At this point I suspect I won’t want to use this in production. Goodness only knows how big the union query is likely to get. But it is bothering me that I don’t know how to get Django to let me do a relatively straightforward join without having defined a ForeignQuery relationship in my Python model code.

I still don’t know how to tell Django “do this join damn it!”, but after some reading and thinking of alternate ways to write the SQL, I think I have found a way to write this in the ORM using Exists to create a correlated subquery.

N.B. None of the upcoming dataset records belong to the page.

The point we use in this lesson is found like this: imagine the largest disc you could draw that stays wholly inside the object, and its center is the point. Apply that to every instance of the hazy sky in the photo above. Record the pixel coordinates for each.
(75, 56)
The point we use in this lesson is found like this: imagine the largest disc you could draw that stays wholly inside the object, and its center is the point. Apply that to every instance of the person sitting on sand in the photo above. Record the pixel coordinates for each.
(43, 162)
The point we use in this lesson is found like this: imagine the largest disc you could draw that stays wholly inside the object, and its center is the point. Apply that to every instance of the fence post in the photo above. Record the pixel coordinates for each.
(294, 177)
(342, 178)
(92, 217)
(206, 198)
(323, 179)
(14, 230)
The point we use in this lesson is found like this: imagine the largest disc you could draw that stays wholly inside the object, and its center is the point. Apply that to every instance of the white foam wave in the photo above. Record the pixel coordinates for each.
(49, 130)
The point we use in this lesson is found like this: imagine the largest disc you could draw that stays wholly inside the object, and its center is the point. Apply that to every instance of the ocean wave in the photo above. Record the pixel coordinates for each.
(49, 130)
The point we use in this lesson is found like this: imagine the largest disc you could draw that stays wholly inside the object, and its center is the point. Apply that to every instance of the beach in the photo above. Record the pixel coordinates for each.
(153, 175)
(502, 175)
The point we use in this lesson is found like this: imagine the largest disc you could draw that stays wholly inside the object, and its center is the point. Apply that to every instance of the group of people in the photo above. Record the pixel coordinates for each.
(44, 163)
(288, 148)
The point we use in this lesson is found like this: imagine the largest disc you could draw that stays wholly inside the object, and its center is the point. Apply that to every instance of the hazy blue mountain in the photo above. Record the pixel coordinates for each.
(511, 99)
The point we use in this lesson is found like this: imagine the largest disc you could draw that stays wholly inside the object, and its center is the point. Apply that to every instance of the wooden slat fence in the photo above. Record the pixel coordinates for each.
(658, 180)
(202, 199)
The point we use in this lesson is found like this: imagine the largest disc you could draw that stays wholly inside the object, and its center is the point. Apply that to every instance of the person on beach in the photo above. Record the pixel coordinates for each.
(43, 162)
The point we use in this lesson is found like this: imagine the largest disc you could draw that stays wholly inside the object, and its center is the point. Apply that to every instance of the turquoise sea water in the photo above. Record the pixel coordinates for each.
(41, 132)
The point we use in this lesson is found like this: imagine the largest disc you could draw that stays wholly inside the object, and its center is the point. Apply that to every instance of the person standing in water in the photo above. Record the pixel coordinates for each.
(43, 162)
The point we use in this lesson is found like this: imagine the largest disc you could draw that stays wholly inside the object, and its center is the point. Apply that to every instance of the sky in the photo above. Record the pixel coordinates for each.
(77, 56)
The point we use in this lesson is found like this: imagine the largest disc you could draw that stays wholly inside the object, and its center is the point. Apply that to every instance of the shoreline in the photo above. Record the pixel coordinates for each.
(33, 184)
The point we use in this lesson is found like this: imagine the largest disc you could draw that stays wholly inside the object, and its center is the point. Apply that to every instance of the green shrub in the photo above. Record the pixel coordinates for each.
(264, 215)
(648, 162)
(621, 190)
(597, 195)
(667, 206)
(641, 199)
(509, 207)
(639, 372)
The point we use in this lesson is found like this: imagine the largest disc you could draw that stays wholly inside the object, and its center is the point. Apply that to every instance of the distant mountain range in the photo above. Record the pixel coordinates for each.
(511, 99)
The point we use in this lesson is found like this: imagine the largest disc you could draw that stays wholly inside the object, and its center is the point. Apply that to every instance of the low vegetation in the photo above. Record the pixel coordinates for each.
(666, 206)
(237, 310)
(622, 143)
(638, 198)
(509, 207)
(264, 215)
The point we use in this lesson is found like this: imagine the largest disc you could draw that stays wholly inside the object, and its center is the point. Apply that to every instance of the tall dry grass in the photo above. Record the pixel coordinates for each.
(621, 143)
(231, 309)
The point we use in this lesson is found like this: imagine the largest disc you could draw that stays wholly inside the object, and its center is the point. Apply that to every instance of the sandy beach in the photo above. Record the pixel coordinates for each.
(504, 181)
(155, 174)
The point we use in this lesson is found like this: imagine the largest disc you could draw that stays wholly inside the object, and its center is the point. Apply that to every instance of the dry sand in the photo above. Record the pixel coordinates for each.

    from django.apps import apps
    from django.db.models import Exists, IntegerField, OuterRef, Value
    from django.contrib.contenttypes.models import ContentType

    request = get_current_request()
    site = Site.find_for_request(request)
    union_query = None
    content_types = (
        ContentType.objects
                   .filter(id__in=ModelLogEntry.objects.values_list('content_type_id', flat=True).distinct())
    )
    for content_type in content_types:
        model = apps.get_model(content_type.app_label, content_type.model)
        query = (model.objects.filter(site_id=site.id)
                 .values('pk', content_type_id=Value(content_type.id, output_field=IntegerField()))
                 )
        if union_query is None:
            union_query = query
        else:
            union_query = union_query.union(query, all=True)

    return ModelLogEntry.objects.filter(Exists(
        union_query.filter(pk=OuterRef('object_id'), content_type_id=OuterRef('content_type_id'))
    ))

Sigh. One can’t combine .filter with a union query.

    NotSupportedError at /admin/reports/site-history/
    Calling QuerySet.filter() after union() is not supported.

I tested the Exists query by setting the union_query to be just one type and it works fine. So I learned something useful about the Django ORM - even if I can’t apply that knowledge in the context in which I wanted to to use it this time.